— Глупо, конечно, — ответил я, — но ведь и всякое отклонение от основного русла жизни кажется глупым. Разве ты не можешь полюбить кого-нибудь?
— А если так будет, ты представь моё письмо как документ.
— Умная женщина, а говоришь о документе в любви. Ты сама написала мне, что веришь мне и считаешь себя женой, а двенадцатого сказала: «Не верю». Любовь свободна, и я готовлюсь сжечь все документы... Я ведь только перед месяцем и его звёздочкой выказал свою тревогу и тебе сказал лишь на основе нашего договора о правде. Это не у тебя, не у меня, а в составе самой любви заложено чувство ревности, но как человек я готовлюсь к жертве на случай необходимости.
На это она ничего не ответила.

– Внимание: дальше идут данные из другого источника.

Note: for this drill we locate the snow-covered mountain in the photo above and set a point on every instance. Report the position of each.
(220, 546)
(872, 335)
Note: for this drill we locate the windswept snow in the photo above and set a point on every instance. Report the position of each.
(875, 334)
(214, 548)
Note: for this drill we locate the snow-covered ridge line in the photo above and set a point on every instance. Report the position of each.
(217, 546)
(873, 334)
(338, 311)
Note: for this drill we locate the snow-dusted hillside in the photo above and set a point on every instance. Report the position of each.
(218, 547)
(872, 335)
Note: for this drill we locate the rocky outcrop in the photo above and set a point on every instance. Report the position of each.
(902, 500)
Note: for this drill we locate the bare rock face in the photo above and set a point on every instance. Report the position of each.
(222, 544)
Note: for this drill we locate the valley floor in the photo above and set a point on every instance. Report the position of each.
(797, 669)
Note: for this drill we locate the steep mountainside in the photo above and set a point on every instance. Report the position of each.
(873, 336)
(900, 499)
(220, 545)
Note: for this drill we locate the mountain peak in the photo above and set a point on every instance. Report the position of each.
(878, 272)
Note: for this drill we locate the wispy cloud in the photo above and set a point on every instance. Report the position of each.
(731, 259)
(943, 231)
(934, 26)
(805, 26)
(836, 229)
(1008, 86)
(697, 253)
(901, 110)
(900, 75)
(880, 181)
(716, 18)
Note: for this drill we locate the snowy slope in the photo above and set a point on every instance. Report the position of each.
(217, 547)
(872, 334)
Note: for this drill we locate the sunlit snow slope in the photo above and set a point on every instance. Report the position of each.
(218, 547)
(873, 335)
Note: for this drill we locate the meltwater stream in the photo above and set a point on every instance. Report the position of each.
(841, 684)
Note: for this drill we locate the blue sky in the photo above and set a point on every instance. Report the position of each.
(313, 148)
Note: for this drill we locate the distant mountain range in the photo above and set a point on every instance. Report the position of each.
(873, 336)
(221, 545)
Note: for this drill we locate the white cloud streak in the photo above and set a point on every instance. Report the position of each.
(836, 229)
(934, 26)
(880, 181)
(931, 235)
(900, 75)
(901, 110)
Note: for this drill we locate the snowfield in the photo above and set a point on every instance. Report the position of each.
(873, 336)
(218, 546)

Я же ей напомнил Олега:
— Что мог сделать О., когда ты пошла за другого? А разве не могу я попасть в его положение? Только я должен на случай приготовиться и не упрекнуть. Так и буду любить тебя и буду готовиться к тому, что ты меня бросишь, готовиться облегчить не свою, а твою боль обо мне. Трудно подумать о такой возможности, но, как хороший хозяин, я готовлюсь теперь, когда всем обладаю, к невозможному.

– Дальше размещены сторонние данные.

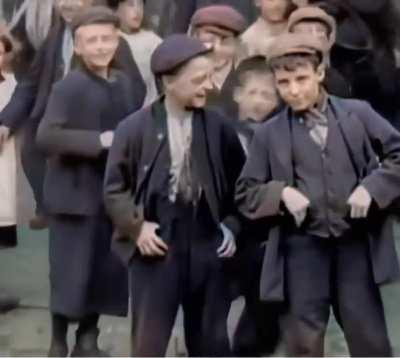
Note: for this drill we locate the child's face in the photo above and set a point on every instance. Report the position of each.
(300, 88)
(2, 54)
(224, 45)
(257, 97)
(131, 13)
(273, 10)
(96, 44)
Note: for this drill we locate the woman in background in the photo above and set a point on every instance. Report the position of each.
(8, 171)
(141, 41)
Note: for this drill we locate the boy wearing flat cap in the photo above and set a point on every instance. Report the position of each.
(77, 130)
(325, 171)
(169, 189)
(313, 21)
(220, 27)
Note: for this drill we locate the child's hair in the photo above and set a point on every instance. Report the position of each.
(292, 61)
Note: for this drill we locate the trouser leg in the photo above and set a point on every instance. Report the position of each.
(155, 301)
(359, 300)
(308, 269)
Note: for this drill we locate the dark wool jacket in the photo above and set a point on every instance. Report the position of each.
(269, 169)
(80, 108)
(29, 100)
(138, 141)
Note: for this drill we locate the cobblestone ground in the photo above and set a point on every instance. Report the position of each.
(25, 332)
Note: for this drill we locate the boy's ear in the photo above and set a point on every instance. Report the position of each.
(77, 46)
(321, 72)
(237, 94)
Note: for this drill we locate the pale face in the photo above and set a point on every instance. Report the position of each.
(189, 87)
(313, 28)
(257, 97)
(273, 10)
(300, 89)
(224, 46)
(2, 55)
(131, 13)
(70, 8)
(96, 44)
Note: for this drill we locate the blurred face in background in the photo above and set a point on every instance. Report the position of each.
(69, 8)
(188, 87)
(300, 87)
(131, 13)
(96, 44)
(223, 42)
(274, 10)
(256, 96)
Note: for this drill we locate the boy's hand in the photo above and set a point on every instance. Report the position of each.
(296, 203)
(106, 139)
(148, 243)
(360, 202)
(228, 246)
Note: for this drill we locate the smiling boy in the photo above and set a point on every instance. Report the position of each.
(313, 170)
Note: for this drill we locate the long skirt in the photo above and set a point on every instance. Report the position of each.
(85, 276)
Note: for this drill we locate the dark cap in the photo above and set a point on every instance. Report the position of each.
(95, 15)
(175, 51)
(223, 16)
(291, 43)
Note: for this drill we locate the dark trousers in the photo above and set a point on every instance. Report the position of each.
(257, 332)
(34, 164)
(190, 275)
(86, 278)
(337, 272)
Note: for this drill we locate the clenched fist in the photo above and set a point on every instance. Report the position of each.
(148, 243)
(360, 202)
(106, 139)
(296, 203)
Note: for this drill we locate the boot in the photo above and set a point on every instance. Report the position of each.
(8, 302)
(86, 339)
(58, 346)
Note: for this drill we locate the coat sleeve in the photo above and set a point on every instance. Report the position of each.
(120, 184)
(383, 183)
(54, 136)
(257, 195)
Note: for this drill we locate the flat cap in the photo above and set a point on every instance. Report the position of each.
(291, 43)
(95, 15)
(309, 13)
(175, 51)
(223, 16)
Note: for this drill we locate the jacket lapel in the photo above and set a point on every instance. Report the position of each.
(282, 156)
(202, 163)
(154, 137)
(353, 134)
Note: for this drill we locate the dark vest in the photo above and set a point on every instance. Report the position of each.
(316, 176)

Начинаю до крайности ясно разбираться в судьбе Л. Попади она только на путь искусства — была бы она интересная большая артистка, и никто бы ей слово упрёка не сказал за её многообразную любовь.
Но случилось, из-за катастрофы в своей личной судьбе, она вступает на путь искания «достоверного» и заканчивается в сфере любви в самом глубоком смысле слова. Тогда, через высокие требования любви и жажду любви настоящей, все искусства, весь быт человеческий и даже вся земная жизнь в её сознании попадают в сферу недостоверности.
Будь она «чудачка», так бы она и жила чудачкой, но она, интересная, жила нормальной жизнью, и вот из-за этого она летала в жизни, как ласточка над водой: ласточка коснётся воды крылышком — внизу кружок на воде, Л. коснётся жизни — любовь.
Читали последнее письмо Олега, и его страдания вызывали образ Распятого. Мне было особенно близко заполнение его душевного мира скорбью об утраченной душе Л-и (когда она решилась на брак). В мире больше ничего не оставалось — ни людей, ни природы, ни искусства, кроме этой скорби об утрате Л-ли.
Мне было близко лишь это заполнение своей души другой душой, но основное чувство, конечно, обратное. Мне теперь складывается всё так, что цельный физически-духовный образ Л. целиком сливается с тем, что я достигал своими писаниями.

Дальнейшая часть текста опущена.